22 Jun 2013

Sewage systems in Canterbury towns flooded

9:07 pm on 22 June 2013

As the tail end of the polar blast makes its way across the South Island, the sewage systems of the mid Canterbury towns of Leeston and Tai Tapu have been flooded.

Selwyn District Council is asking residents of both towns to avoid using dishwashers, washing machines and taking showers or baths where possible to reduce the amount of water released into the wastewater systems.

Portaloos are being delivered to both areas so the system is not further overloaded.

And more fire crew have been brought into Leeston to help battle floodwaters threatening homes and shops.

Volunteer firefighters have been sandbagging in the town, where several houses and shops have been flooded.

Canterbury Area Commander, Dave Berry, says the 18-strong Leeston crew have been sent home to rest, and about 20 volunteers from Dunsandel, Darfield and Rolleston have arrived to help.

He says a 20-strong Civil Defence team is now taking over the sandbagging, freeing fire crew to respond to emergency calls.

"We've set up sandbags and booms around most of the town area, the shops. There is a set of pensioner flats that we've boomed off to reduce the water going there so those people can stay there. All round the town they're just sandbagging."

Dave Berry says the Leeston crew answered 50 calls for help on Saturday.

He says it will be a nervous evening with the rain not expected to ease until midnight Saturday.

And in Christchurch, the Avon and Heathcote Rivers are overflowing onto the road but traffic diversions are in place.

Fresh snowfall closing many highways

Snow has closed highways in the South Island.

State Highway 85 from Ranfurly to Palmerston is closed until at least midday Sunday.

Snow has also closed State Highway 87 from Kyeburn to Outram, and State Highway 80 from Glentanner to Mt Cook.

There are vehicle restrictions in place on Porters and Burkes Passes.

The Homer Tunnel to Milford Sound is closed until June 28 so staff can remove unstable rocks above the tunnel.

The Transport Agency is also urging caution on many central North Island highways due to snow.

There is snow on the Desert Road, and on other parts of State Highway 1, from Taihape north until just before Turangi.

Snow is also causing concern on State Highway 5 from Taupo to Napier, and State Highways 4 and 49 from National Park to Waiouru.

Caution is also advised on parts of State Highways 46, 47 and 48.

Sawyers Bay evacuees allowed home

Dunedin City Council says the residents of 11 homes evacuated overnight were cleared to return on Saturday afternoon.

Dunedin City Council workers work on clearing the Blanket Bay Road slip.

Dunedin City Council workers work on clearing the Blanket Bay Road slip.

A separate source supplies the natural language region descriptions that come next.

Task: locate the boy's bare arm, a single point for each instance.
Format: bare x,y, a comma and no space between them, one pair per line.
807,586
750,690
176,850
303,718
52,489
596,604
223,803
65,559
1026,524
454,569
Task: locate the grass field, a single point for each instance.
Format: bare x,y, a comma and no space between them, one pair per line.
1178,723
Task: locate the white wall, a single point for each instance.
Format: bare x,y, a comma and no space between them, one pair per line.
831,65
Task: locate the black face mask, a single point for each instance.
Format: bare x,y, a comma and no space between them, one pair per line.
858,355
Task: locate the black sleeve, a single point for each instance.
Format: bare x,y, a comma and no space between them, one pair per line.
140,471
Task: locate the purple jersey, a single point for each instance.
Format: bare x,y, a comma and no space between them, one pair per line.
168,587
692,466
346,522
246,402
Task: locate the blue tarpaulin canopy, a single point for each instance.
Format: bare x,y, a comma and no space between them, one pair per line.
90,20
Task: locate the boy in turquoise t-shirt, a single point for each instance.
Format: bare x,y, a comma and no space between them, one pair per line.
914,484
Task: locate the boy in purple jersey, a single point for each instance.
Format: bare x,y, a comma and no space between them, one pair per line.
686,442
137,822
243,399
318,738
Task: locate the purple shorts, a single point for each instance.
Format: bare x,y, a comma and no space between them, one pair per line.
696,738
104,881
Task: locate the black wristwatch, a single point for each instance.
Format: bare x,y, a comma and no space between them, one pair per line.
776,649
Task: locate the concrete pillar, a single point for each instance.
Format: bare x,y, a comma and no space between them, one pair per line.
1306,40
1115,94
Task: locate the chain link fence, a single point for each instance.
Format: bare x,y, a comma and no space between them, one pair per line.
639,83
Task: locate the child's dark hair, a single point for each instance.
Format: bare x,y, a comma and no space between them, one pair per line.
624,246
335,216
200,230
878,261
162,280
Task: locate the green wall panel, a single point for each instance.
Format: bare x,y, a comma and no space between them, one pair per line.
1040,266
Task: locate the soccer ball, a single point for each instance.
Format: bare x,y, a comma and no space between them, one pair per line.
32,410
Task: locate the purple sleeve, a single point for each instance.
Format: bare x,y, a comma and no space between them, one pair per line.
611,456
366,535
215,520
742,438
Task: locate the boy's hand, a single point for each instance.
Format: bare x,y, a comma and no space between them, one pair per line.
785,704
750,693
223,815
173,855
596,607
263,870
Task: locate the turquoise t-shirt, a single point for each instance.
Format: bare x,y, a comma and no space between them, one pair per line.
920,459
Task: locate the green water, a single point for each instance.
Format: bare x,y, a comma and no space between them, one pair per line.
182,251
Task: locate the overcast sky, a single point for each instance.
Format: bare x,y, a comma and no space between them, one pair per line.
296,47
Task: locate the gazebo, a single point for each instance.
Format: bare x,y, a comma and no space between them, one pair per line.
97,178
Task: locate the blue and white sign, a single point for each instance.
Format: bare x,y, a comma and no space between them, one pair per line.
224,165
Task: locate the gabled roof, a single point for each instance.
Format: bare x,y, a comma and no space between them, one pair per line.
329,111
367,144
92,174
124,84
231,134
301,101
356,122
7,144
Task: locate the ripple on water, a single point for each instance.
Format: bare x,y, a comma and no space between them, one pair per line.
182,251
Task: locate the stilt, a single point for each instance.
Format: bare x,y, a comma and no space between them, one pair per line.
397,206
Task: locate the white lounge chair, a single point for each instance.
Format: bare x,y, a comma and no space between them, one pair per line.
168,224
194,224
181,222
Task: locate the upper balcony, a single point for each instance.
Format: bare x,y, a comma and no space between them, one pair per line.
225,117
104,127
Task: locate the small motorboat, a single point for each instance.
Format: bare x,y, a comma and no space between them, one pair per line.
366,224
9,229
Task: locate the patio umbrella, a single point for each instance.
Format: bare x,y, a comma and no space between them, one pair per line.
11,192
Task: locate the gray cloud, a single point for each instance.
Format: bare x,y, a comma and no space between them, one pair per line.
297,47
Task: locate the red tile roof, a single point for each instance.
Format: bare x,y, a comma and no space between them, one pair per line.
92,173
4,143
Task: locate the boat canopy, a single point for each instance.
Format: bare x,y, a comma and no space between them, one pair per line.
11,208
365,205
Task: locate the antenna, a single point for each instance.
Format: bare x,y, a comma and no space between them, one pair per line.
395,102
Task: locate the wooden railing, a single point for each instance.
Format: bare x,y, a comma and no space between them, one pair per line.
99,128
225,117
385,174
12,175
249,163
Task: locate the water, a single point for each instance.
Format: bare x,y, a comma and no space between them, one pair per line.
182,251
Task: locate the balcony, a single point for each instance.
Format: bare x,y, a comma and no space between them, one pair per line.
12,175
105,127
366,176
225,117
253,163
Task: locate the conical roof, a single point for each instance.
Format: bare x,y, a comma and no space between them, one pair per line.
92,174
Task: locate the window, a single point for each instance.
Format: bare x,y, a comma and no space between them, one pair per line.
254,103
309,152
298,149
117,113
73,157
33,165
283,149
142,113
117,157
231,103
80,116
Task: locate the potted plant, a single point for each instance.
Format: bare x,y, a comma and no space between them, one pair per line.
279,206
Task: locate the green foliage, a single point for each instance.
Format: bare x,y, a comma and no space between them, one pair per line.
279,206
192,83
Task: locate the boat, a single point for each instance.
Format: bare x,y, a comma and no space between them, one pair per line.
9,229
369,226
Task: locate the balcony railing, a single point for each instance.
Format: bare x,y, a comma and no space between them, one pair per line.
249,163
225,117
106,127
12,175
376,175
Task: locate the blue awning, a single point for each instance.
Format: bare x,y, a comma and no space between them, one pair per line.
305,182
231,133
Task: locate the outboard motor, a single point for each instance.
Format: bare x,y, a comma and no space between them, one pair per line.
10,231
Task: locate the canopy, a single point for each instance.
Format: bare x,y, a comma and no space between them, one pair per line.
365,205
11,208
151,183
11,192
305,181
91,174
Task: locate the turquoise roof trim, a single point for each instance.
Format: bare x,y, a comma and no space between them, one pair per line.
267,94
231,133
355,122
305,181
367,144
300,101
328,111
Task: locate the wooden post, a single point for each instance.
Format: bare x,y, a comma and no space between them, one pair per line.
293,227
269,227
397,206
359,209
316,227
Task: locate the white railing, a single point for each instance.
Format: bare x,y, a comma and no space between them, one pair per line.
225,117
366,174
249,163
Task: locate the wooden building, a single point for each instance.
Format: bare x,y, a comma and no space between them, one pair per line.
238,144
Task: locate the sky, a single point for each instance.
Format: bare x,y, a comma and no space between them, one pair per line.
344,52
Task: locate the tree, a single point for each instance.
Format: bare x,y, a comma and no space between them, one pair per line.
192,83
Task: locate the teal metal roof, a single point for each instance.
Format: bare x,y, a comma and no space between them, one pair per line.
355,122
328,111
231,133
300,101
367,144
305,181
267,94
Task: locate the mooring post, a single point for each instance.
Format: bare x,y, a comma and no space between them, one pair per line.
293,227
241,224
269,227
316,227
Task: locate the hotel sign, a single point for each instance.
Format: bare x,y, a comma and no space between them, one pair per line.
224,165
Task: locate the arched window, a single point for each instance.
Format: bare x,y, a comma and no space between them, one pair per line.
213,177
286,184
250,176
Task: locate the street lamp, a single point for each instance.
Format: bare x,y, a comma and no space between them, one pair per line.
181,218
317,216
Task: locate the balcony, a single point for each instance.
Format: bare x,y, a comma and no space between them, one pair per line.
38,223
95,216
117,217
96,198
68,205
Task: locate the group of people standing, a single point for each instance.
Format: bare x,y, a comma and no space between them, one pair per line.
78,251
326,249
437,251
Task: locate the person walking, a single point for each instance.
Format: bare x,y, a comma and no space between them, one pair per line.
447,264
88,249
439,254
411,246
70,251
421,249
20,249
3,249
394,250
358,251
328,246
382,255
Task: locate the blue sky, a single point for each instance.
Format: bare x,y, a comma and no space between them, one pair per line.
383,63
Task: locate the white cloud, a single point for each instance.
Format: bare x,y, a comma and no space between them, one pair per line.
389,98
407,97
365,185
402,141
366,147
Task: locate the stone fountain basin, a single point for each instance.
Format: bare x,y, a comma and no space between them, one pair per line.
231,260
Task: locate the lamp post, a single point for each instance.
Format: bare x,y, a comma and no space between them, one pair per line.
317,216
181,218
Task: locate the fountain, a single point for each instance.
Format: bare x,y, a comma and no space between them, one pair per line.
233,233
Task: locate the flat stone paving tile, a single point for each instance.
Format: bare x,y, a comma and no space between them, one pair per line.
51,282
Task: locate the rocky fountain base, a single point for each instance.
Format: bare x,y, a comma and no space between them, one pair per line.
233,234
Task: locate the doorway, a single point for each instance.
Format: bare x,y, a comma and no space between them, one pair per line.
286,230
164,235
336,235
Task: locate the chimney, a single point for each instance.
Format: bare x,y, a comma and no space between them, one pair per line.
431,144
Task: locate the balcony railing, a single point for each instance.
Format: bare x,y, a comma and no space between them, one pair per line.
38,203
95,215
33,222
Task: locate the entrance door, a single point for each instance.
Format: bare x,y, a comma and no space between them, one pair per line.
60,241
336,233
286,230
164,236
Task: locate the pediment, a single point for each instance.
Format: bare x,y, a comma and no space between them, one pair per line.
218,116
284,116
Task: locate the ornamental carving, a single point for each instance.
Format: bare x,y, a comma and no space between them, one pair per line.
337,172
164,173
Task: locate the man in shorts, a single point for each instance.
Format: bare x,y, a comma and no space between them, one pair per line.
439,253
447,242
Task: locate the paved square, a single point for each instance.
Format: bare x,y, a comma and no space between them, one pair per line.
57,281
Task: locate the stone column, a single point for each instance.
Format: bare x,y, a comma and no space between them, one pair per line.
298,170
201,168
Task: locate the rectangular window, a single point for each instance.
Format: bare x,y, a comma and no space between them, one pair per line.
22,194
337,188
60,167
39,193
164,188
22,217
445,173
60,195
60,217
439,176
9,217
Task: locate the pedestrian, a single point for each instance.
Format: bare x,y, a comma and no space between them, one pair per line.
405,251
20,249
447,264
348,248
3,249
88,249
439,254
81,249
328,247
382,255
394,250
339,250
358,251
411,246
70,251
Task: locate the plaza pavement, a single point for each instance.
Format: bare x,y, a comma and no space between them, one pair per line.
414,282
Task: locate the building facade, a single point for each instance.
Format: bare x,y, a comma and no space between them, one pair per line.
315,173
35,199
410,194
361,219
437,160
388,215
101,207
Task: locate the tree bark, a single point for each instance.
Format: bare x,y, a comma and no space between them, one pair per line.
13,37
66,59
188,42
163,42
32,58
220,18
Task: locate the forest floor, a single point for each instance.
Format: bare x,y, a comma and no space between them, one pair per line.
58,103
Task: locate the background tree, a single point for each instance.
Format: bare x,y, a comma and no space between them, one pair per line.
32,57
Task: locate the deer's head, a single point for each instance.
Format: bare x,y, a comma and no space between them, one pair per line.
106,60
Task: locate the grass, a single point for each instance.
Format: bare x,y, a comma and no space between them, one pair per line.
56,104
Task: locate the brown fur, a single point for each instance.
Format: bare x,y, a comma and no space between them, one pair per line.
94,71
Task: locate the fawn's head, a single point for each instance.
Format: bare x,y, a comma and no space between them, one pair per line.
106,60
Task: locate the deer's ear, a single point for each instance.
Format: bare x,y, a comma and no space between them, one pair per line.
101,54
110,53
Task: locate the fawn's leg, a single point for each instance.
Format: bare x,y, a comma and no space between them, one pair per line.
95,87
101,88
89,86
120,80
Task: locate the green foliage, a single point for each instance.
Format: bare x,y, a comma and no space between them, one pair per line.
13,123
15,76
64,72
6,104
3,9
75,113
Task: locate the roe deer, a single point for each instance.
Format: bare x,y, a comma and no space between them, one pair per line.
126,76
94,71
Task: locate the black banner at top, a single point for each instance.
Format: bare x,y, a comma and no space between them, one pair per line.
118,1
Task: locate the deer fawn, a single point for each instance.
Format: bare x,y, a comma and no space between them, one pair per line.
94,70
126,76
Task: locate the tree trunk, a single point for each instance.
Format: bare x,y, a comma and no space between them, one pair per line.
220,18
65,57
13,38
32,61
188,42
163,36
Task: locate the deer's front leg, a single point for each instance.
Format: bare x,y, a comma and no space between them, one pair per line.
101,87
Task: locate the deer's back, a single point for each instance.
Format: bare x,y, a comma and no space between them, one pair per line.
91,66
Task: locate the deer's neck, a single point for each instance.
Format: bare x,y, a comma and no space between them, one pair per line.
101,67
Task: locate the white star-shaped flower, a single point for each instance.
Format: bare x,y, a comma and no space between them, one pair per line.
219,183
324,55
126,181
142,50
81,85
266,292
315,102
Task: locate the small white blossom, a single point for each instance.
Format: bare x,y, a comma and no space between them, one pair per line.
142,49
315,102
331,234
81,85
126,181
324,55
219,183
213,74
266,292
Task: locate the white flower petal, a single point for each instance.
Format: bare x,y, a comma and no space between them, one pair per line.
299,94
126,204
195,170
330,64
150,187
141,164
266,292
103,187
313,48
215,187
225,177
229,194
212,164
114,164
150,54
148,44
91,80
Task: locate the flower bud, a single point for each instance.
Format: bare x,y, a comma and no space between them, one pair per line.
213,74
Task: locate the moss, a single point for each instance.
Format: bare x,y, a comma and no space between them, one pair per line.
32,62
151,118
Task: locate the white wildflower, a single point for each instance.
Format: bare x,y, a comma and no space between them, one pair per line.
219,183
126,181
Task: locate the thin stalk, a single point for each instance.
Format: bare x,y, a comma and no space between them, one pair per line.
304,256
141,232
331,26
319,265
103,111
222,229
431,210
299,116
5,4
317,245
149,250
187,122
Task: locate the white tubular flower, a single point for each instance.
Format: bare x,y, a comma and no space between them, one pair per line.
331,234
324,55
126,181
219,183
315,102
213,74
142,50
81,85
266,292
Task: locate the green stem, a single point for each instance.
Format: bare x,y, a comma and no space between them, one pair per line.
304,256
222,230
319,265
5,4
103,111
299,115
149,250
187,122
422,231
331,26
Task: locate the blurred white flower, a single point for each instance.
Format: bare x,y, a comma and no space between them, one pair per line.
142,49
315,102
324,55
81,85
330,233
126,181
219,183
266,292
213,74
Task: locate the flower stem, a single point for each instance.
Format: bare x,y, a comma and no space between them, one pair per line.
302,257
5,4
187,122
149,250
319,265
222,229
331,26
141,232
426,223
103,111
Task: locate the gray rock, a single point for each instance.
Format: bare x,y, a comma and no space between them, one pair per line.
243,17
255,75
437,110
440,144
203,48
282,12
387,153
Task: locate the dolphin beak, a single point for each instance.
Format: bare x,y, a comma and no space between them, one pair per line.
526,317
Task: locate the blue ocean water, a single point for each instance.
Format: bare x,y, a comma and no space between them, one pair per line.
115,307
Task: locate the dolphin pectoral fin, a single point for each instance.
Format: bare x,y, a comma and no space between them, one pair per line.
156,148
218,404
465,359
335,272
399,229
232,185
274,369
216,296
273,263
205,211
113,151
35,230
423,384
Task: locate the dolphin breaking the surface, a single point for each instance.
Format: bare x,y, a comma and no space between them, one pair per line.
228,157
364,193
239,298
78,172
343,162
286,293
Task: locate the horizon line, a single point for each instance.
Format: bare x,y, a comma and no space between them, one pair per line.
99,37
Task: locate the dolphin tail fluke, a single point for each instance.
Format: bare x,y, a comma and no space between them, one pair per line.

Photo: RNZ

Police moved Bell Gully residents at Sawyers Bay out at 4am Saturday after reports a two-day old slip was moving again.

The slip had already broken 30 metres of Upper Junction Road and threatened one house.

The council's roading maintenance engineer, Peter Standring, said council engineers had established the slip was not a threat to the Sawyers Bay homes.

More snow in mountains

Snow is falling again in the mountain passes of the South Island and has closed Porters Pass and Lindis Pass.

Lewis Pass is closed to towing vehicles or those without chains.

In Christchurch, Dyers Pass and Gebbies Pass in the Port Hills have closed as the snow returns once again.

Roading contractors are working hard to clear the main roads into Central Otago so trucks carrying much needed feed can reach farms that have been cut off for days.

State Highway 85 between Ranfurly and Palmerston remains closed due to snow.

New Zealand Transport Agency's Otago and Southland operations manager, Roger Bailey, says farmers are desperate for roads to open and he hopes that will happen on Saturday, although continued snow and hail makes the prospect less likely.

He says a 50 metre long slip over both sides of State Highway 1 north of Dunedin has been cleared but speed restrictions are still in place.